Descobrimos que as premiações eram o caminho mais curto para acessarmos grandes contas, tais como multinacionais ou hospitais de elite, bem como nos conectarmos com outras startups e ecossistemas seletos capazes de nos alavancar.
Atuamos no mercado B2B, onde é muito difícil conseguir a atenção sendo uma startup e, mais difícil ainda, ter a credibilidade necessária para convencer uma grande empresa a praticar a famosa inovação aberta, modelo em que elas se abrem para trazer de fora as soluções em detrimento das feitas pelos seus próprios departamentos de P&D ou por outras grandes empresas.
Certa vez, um diretor de uma grande clínica me disse: “adorei a startup, mas não posso contratar porque se algo der errado estarei lascado. Agora, se eu contratar uma grande empresa e algo der errado, não será culpa minha”. Confesso que até entendo a situação, mas não significa que me conformei, afinal, quem nunca ouviu falar de um caso de insucesso de um projeto feito por uma grande empresa que atire a primeira pedra!
Estes problemas de acesso e de credibilidade diminuíram muito com os concursos de empreendedorismo. Neles, podemos nos comparar a outras empresas, muitas já famosas, e, então, confirmar que o produto que tínhamos era, de fato, diferenciado. Inclusive, vencemos competições no Japão, algo que há pouco tempo era inimaginável.

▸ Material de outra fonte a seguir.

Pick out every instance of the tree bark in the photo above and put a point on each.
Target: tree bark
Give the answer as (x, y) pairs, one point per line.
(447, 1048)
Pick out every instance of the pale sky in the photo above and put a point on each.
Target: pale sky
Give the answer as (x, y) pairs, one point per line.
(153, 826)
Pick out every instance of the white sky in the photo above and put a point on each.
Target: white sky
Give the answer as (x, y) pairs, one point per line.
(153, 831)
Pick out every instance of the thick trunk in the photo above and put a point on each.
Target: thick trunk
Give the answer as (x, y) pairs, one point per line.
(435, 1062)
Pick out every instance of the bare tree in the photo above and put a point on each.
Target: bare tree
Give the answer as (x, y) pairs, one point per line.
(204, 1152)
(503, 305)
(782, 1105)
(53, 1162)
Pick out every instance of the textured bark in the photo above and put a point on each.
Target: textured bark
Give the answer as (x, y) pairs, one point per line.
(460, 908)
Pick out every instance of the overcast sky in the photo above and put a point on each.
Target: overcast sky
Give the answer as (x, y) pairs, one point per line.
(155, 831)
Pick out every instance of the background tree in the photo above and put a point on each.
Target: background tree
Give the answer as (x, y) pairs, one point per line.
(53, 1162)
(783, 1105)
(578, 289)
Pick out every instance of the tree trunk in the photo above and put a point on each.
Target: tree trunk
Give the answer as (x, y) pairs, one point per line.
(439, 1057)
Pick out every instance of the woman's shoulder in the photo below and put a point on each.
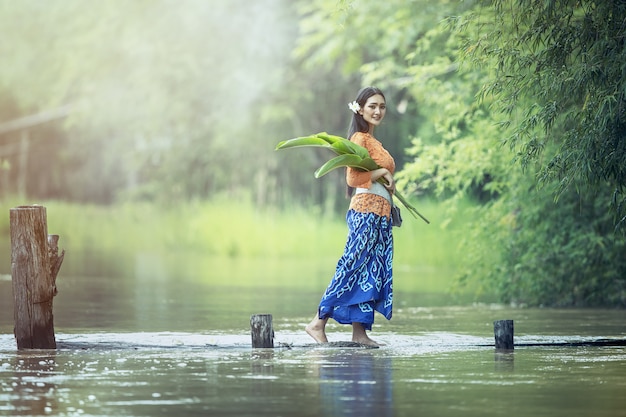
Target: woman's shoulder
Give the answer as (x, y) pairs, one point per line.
(361, 137)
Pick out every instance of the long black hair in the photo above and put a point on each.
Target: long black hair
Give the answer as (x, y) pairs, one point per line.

Ao longo do tempo fomos nos especializando nessas competições. Hoje, em quase todas que entramos, estamos dentre os primeiros colocados e, mesmo naquelas que não vencemos, é comum conquistarmos contratos indiretos. A exposição dos concursos é usualmente grande e promove acessos ao nosso site e gera leads qualificados por meio de boca a boca dentro das redes de contatos que geramos nos eventos.

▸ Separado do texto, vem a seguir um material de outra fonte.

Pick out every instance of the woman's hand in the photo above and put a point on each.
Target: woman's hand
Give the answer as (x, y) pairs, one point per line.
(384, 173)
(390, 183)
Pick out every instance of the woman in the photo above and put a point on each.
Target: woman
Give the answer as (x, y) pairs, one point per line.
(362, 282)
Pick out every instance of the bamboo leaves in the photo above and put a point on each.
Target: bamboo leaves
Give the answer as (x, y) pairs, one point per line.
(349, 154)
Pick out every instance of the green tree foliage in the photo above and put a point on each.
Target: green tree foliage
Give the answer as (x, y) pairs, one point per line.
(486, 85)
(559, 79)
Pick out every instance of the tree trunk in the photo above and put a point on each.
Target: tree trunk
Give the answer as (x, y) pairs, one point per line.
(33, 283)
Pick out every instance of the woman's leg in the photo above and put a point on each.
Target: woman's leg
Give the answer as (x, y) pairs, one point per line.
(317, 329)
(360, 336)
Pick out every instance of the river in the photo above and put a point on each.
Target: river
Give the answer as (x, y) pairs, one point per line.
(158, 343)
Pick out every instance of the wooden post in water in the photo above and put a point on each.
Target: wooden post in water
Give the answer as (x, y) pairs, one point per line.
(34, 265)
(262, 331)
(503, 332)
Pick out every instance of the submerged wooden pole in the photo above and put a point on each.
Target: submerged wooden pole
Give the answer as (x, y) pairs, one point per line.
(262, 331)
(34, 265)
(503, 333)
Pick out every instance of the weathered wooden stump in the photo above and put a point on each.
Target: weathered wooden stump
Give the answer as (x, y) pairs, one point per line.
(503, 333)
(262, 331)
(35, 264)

Em concursos da Câmara de Comércio da Alemanha, a AHK, fechamos negócios com a Bayer e com o Hospital Alemão Oswaldo Cruz, e a visibilidade gerada nos ajudou em contratos com outras indústrias. Em decorrência do renomado Ranking 100 Open Startups, fechamos com hospitais e operadoras. Já por meio do programa IdeiaGov, do Governo de São Paulo, ganhamos a oportunidade de fazer um projeto-piloto para o poder público dentro do Hospital das Clínicas de São Paulo (HCFMUSP), o maior da América Latina, o qual se desdobrou em outros dois projetos e em um grande contrato com uma multinacional. Esses são só alguns exemplos do quanto as competições podem ser úteis para os empreendedores.

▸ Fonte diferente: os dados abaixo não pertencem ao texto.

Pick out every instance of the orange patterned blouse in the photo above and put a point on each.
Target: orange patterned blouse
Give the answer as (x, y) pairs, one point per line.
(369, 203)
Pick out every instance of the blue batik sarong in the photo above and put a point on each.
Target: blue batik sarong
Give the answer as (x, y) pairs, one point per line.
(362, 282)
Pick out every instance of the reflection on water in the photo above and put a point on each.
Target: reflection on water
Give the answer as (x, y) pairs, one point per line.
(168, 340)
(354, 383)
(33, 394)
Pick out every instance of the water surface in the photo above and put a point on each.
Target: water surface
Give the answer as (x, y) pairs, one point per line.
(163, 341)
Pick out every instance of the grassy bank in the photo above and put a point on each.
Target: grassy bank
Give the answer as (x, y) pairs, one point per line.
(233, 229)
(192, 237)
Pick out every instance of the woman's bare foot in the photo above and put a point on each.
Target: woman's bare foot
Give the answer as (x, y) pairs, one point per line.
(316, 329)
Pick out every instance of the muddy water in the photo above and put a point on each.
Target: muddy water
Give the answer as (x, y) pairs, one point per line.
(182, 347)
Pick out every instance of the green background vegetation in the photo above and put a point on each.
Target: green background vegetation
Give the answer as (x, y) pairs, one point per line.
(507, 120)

Há um medo comum entre os empreendedores, que é o de “roubarem a sua ideia”. E eles estão certos. É possível, sim, “roubar” uma ideia, mas você precisa saber que ela não vale nada sem a execução! Logo, a questão é: esconder ou expor sua ideia para conseguir o apoio necessário para uma execução exemplar? Não existe resposta 100% certa, mas, no meu caso, falar foi o melhor caminho, especialmente nos concursos, pois, nesta jornada, encontrei muita gente que me ajudou a chegar onde estou. Acredito, sim, que algumas ideias minhas não executadas foram copiadas, mas gosto de pensar que, na verdade, inspirei outras pessoas a serem empreendedoras e, no empreendedorismo, quanto mais pessoas melhor para fortalecer o ecossistema.
Concursos valem a pena! Por isso, escolha aqueles que dão feedback de verdade, prepare-se e vá em frente. Eles vão aprender com você, mas você é quem vai aprender mais ainda. Sucesso!
André Ramos é CEO da Mindify, healthtech focada na automação de protocolos médicos via Inteligência Artificial.